While solid-state batteries such as lithium ion store energy in solid electrode material like metal, flow batteries store energy in electrolyte liquids.
Most conventional flow batteries use two electrolyte liquids: one with a negatively charged cathode, and one with a positively charged anode. The cathode and anode are separated into two tanks by a membrane, because if they come into contact with each other the battery will short and require replacement. This is often what happens with lithium-ion batteries; the membrane degrades over time. But the exchange of negatively and positively charged fluids in flow batteries produces electrical current without degradation, providing a longer cycle life and quick response times.
While lithium-ion batteries are great for mobile, high-power applications like laptops and cell phones, flow batteries are able to store power for longer periods (four hours or more), and last for decades before needing replacement. This makes them good for providing power to large utility applications, military bases, data centers, microgrids and off-grid projects that are not space-constrained.
Flow battery manufacturers offer a variety of chemistries including vanadium, iron chromium, zinc bromine, zinc iron and more. Flow batteries can also be redox, hybrid and membraneless.

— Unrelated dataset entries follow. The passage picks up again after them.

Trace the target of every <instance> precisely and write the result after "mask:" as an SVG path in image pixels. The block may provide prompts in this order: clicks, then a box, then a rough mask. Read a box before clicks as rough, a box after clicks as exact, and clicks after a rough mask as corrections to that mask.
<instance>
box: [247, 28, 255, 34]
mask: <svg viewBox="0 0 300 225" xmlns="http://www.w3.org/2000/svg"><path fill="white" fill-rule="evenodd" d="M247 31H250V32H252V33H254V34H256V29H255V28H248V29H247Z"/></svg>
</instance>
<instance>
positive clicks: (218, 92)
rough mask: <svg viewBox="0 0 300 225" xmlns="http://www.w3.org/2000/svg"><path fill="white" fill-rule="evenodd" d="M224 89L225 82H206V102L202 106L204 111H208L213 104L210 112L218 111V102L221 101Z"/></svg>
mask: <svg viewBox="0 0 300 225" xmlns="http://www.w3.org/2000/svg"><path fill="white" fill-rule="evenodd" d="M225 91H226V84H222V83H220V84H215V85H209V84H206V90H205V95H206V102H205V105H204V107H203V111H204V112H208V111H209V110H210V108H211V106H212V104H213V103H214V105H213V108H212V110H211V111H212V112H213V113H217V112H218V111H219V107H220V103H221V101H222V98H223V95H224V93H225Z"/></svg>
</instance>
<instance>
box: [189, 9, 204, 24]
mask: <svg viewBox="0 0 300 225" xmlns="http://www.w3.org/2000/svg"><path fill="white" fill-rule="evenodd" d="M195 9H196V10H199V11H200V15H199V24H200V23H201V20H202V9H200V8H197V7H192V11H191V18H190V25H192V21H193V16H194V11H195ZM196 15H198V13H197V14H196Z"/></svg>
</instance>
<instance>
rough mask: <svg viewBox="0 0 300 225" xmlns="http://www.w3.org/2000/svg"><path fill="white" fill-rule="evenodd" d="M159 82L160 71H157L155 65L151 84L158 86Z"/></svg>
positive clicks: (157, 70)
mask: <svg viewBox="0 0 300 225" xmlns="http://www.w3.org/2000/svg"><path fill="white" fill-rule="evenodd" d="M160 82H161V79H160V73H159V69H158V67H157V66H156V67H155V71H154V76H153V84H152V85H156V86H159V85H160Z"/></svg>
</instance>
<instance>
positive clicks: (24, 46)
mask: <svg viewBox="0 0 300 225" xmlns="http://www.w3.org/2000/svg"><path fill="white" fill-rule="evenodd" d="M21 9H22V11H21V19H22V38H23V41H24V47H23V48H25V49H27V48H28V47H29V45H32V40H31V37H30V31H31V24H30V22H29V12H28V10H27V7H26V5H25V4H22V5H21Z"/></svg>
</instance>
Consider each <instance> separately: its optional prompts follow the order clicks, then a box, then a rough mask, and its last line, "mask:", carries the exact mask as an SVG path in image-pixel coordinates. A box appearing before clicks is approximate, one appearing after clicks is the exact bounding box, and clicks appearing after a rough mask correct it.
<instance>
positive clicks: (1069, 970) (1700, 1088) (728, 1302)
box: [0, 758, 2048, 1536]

Redox flow batteries employ reduction (a gain of electrons) and oxidation (a loss of electrons) reactions as electrons are transferred in the electrolyte. Energy is stored in the electrolyte, which flows through the battery during charge and discharge.
In true redox flow batteries, energy is stored in the liquid at all times. However, hybrid redox flow batteries store at least some energy in solid metal during charge.
In a membraneless flow battery, the liquids self-separate in one tank.
Though it depends on the chemistry, flow batteries tend to be less reactive and easy to dispose, with no fire risk. They are also often recyclable.